Several sections of the new guidelines focus specifically on emerging cyber threats to critical aircraft systems and what operators can do to combat them. As an example, operators are instructed to ensure that communications between aircraft and ground-based air traffic control systems are authenticated and encrypted to protect against eavesdropping, jamming, message deletion and message modification.

CAA also notes how the addition of internet connectivity and more advanced forms of in-flight entertainment have opened up aircraft to emerging threats. Six types of attacks are identified as posing a threat to airborne aircraft systems and back-end IT systems for operators in Qatar, including the following:

 

  • Bring Your Own Device
  • Distributed Denial of Service and Botnet
  • Jamming
  • Phishing
  • Remote Hijacking
  • Wi-Fi-based Attacks

 

Airlines in Qatar are also instructed by the new guidelines to use IPv6 wherever possible because that version of internet protocol has IPSec encryption built in as a default protection mechanism. Integrated modular avionics systems featured on aircraft should comply with standards such as the ARINC 653 specifications, according to the new guidelines.

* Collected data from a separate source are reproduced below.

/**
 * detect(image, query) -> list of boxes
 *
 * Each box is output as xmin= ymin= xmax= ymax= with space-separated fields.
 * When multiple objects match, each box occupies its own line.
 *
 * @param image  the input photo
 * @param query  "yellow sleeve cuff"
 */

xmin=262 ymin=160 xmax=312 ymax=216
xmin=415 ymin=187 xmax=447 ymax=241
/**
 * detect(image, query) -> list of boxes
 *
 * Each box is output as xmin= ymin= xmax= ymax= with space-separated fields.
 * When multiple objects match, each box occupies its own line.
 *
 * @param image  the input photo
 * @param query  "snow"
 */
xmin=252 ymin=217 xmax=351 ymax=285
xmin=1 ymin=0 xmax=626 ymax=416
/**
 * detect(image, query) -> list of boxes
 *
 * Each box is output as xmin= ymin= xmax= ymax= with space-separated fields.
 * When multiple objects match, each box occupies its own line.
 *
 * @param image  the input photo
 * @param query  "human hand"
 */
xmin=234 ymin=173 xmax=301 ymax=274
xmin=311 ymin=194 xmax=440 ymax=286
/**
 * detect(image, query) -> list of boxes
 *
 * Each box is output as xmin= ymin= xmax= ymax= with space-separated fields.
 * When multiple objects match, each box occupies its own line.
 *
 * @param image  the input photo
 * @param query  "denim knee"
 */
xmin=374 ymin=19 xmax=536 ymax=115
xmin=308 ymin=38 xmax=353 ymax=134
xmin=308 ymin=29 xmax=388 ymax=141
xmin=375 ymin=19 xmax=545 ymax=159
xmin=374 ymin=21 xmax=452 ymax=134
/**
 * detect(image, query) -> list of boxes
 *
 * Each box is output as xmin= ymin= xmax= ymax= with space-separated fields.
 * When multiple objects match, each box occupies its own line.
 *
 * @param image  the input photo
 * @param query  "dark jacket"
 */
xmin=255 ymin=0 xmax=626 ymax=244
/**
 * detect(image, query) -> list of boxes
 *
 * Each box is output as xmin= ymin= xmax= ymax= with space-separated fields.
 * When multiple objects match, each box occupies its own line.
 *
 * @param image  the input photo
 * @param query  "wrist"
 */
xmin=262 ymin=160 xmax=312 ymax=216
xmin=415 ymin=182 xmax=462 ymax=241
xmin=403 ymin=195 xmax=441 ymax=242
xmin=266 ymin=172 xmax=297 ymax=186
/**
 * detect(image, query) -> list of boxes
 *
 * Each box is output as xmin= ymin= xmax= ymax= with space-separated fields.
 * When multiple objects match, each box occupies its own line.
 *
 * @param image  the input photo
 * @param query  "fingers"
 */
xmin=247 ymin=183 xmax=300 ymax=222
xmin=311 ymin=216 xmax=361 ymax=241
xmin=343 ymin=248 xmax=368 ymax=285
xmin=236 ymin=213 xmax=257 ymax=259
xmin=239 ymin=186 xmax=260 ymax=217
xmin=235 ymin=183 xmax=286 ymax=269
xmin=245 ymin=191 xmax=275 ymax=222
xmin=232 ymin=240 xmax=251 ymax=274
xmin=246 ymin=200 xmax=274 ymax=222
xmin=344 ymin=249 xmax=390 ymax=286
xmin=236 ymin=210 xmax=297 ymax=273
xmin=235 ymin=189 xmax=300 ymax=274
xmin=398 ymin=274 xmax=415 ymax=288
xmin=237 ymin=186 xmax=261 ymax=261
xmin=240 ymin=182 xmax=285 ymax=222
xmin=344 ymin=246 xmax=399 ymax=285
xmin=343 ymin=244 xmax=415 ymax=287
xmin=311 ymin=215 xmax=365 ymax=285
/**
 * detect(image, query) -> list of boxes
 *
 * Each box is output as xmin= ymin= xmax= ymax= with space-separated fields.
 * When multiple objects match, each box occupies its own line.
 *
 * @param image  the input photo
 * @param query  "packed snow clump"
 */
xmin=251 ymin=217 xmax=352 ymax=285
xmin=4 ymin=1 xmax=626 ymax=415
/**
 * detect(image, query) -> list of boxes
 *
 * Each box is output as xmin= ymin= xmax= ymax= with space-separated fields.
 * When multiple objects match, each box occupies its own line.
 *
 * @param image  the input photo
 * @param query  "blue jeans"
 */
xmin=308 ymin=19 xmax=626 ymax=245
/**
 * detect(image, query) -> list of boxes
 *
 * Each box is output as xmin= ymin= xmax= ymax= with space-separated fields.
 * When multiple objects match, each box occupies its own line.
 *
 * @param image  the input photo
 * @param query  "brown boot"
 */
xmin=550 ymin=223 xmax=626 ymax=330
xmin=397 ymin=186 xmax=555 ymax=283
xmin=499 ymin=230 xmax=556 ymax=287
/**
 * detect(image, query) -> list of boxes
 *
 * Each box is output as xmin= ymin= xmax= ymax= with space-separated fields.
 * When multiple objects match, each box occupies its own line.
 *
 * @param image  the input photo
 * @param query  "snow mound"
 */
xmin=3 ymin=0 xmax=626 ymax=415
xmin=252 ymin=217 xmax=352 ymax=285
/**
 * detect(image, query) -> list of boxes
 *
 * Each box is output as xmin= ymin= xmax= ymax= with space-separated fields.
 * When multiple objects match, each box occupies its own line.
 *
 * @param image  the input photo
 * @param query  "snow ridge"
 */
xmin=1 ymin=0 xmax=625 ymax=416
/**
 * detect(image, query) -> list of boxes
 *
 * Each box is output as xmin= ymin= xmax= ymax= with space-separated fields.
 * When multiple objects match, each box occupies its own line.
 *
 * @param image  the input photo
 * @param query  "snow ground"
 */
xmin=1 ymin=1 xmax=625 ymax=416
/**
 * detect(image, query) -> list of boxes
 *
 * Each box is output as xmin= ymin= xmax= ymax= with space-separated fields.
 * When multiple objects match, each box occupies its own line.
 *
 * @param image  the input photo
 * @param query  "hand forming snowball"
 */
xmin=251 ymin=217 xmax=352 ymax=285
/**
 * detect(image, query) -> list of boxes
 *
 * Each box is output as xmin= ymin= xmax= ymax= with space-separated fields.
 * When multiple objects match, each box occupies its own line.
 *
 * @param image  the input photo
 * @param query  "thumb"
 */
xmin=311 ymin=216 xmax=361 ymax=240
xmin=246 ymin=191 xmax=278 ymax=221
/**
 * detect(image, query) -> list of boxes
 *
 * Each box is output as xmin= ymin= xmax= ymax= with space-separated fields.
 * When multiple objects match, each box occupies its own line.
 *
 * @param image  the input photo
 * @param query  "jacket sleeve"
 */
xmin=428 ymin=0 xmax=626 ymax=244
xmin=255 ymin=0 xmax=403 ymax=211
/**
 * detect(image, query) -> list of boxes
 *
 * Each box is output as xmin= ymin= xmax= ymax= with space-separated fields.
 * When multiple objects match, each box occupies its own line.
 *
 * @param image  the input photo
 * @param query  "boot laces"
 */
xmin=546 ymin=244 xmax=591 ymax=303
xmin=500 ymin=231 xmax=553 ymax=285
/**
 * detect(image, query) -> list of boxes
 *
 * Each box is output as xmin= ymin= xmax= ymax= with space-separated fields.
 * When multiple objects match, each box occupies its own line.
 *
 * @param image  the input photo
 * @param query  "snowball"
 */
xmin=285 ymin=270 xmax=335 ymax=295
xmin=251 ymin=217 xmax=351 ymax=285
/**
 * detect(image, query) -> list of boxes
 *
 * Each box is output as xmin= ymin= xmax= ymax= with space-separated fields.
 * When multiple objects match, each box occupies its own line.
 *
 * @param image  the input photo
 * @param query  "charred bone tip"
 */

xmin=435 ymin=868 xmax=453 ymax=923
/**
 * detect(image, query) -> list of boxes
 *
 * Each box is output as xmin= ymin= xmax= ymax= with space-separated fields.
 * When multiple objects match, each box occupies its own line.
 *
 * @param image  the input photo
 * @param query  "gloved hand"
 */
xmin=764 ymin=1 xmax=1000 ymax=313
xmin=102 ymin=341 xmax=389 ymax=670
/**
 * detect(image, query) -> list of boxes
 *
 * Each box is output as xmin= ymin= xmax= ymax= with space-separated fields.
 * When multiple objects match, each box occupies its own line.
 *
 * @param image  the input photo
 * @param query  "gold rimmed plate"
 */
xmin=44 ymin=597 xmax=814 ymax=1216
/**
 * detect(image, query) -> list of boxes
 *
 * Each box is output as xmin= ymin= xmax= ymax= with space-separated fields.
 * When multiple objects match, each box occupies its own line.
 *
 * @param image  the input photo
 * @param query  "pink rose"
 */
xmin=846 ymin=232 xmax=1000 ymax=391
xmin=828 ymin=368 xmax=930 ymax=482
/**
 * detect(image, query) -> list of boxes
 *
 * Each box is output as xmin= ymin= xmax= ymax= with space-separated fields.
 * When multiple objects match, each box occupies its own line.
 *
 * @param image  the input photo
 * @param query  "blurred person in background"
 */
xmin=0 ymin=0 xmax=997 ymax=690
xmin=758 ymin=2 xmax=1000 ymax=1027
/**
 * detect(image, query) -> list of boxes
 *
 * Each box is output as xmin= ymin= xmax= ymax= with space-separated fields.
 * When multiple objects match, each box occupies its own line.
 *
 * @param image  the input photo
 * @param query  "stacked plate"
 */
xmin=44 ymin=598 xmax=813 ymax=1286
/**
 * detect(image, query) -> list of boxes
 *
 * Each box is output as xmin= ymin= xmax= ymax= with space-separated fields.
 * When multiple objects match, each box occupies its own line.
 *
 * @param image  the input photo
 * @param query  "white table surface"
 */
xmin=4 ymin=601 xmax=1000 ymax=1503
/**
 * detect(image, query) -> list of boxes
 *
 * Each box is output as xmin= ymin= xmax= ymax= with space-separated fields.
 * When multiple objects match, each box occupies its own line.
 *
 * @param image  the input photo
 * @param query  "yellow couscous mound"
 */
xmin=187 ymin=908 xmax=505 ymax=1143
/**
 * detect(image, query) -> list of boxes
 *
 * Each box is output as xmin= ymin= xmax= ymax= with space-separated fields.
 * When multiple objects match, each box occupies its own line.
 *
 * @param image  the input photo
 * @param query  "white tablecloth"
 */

“Strictly control the physical access to computer systems or avionics or communication systems abroad an aircraft. Where possible and for critical systems, a principle of four eyes should be used,” the agency said in the newly published guidelines.

CAA’s new aviation cyber guidelines follow the publishing of a similar framework introduced by the European Aviation Safety Agency (EASA) in February. EASA proposed new cybersecurity amendments to the way aircraft electronic networks and systems are certified, requiring manufacturers and operators address threats that can lead to unauthorized access and disruption of electronic information or electronic aircraft system interfaces.

The new guidelines were developed by Qatar’s aviation regulator under recommendations from the International Civil Aviation Organization (ICAO).